処置としては脳と局所の歯との二箇所からのアプローチが必要です。さらに言え
ば、脳の熱のこもりと脳圧の上昇を起こすのは、全身の血液の循環・配分・質の
乱れが原因です。つまり全身の血液の循環・配分・質(赤血球の連鎖と変形)の
乱れをとり、脳内の熱と脳圧の上昇を除去し、歯そのものの炎症を鎮めるという
総合的な対処が求められるのです。

脳と脊髄に関わる歯に症状が出る時は、歯の問題だけではなく、自身の健康状
態に大きな破綻がきていると認識すべきなのです。自身の生命力や免疫力にか
なりの弱りが出てきた証拠と捉えなければなりません。特にこれまで解説した様
に、顔面部の中央で自身の握り拳の範囲内の歯根部の炎症は、脳の炎症や脳
圧の上昇が極限にきている時に発生します。
対応を間違えると、脳血管障害を引き起こす危険がある事を肝に銘じなければな
りません。


『具体的な冷却法』

脳全体と局所の歯の徹底した氷冷却が必要です。具体的な 場所は、脳に関し
ては後頭部、額、両首になります。氷枕を後頭部に当て、アイスバッグを使用して
額、両首を冷します。

痛む歯と腫れて化膿している歯根部に対しては、小粒の氷を直接口内に含み、
氷を直接患部に当てて溶かしながら冷却します。溶けた水は吐き出す様にしま
す(水分摂取が過多になるため)。
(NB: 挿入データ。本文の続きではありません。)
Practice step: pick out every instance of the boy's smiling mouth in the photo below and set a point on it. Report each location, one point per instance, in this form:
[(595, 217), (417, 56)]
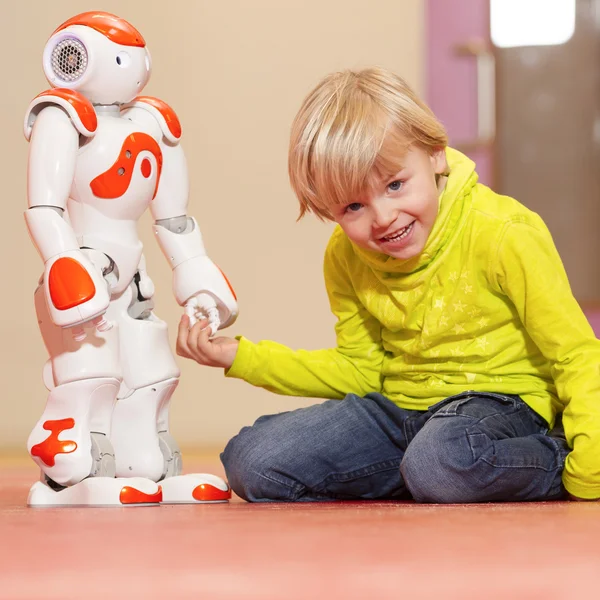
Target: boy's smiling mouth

また患部の外側からもアイスバッグを当てて冷
却します。脳も歯も時間は長く徹底した冷却が効果的です。

以上の脳と歯の二箇所を歯根部の腫れと化膿が引くまで何日も根気よく続けます。
これにより脳内の熱のこもりと脳圧の上昇が徐々に終息に向かい、歯痛や歯根
部の腫れは治まっていきます。
さらに全身の血液の循環・配分・質の乱れを改善させるために肝臓と胆嚢の冷却
も必要です。

これと並行して日本伝承医学の治療を併用してしていく事で、低下した生命力や
免疫力を高め、全身の血液の循環・配分・質の乱れが改善され、脳内の熱のこも
りと脳圧の上昇が除去されます。また歯の炎症が速やかに鎮静されます。